Coming a day after the cabinet issued a 12-page document, listing 50 "violations" by President Yasser Arafat's Palestinian Authority of the Oslo peace accords - violations which would have to be corrected before any further West Bank land would be turned over to Mr Arafat's control - the new deliberations underlined how far the government has shifted to the right in the week-and-a-half since the moderate Mr David Levy resigned as foreign minister.
In essence, the Israeli commentator Menachem Shalev noted in yesterday's Ma'ariv newspaper, the government, its narrow majority resting on hard-line support, has issued its "final divorce papers from the Oslo peace process".
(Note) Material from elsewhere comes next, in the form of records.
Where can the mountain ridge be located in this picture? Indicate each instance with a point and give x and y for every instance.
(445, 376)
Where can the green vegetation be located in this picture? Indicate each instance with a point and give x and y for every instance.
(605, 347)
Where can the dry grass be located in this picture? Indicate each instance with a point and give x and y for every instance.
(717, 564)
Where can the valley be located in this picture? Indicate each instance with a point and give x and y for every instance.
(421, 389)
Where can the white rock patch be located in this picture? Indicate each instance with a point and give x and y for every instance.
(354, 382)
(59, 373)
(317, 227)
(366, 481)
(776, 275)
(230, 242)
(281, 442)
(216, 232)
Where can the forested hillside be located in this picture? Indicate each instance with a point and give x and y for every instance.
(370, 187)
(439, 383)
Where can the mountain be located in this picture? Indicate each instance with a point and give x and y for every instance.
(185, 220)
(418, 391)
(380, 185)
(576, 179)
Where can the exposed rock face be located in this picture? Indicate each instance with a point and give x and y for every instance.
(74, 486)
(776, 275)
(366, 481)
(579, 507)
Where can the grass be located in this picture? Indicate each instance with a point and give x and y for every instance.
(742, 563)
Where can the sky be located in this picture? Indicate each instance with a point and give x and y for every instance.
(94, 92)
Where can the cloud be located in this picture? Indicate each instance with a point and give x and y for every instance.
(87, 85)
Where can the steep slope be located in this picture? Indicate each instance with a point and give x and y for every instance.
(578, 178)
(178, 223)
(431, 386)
Ridiculing some parts of the Israeli "violations" document (especially clauses relating to alleged Palestinian environmental infractions), and flatly rejecting others (including the assertion that the PLO charter has yet to be annulled), the Palestinian leadership is accusing the Netanyahu government of manufacturing pretexts to avoid implementing the next, overdue, West Bank withdrawal.
But the Israelis are adamant about many of their demands, including those for an end to anti-Israeli incitement, the disarming of Islamic militants, and the reduction to the officially agreed numbers of the bloated Palestinian police force.
Mr Arafat, returning yesterday from talks with King Hussein in Jordan, warned that, unless an unlikely breakthrough was achieved in the separate meetings he and Mr Netanyahu are to have with President Clinton next week, "anything can happen" - including a resumption of the Intifada. As though to illustrate his point, Palestinians in Hebron clashed yesterday with Israeli troops in protests on the third anniversary of the massacre by an Israeli settler of 29 Palestinians at prayer in the mosque/synagogue at the city's Tomb of the Patriarchs.
In Tel Aviv last night, about 25,000 settlers and other Israeli right-wingers gathered to remind Mr Netanyahu that they had elected him to "hold on to Greater Israel" - the biblical area that includes the West Bank - and to suggest that he had "no mandate" to give up West Bank land.
Simultaneously, Mr Arye Deri, the leader of the ultra-Orthodox Shas party, was meeting King Hussein, and assuring the Jordanian monarch that the next West Bank land hand-over would go ahead soon. But for Mr Deri's assurance to be proved correct, there would have to be a radical reshuffling of the Israeli political forces.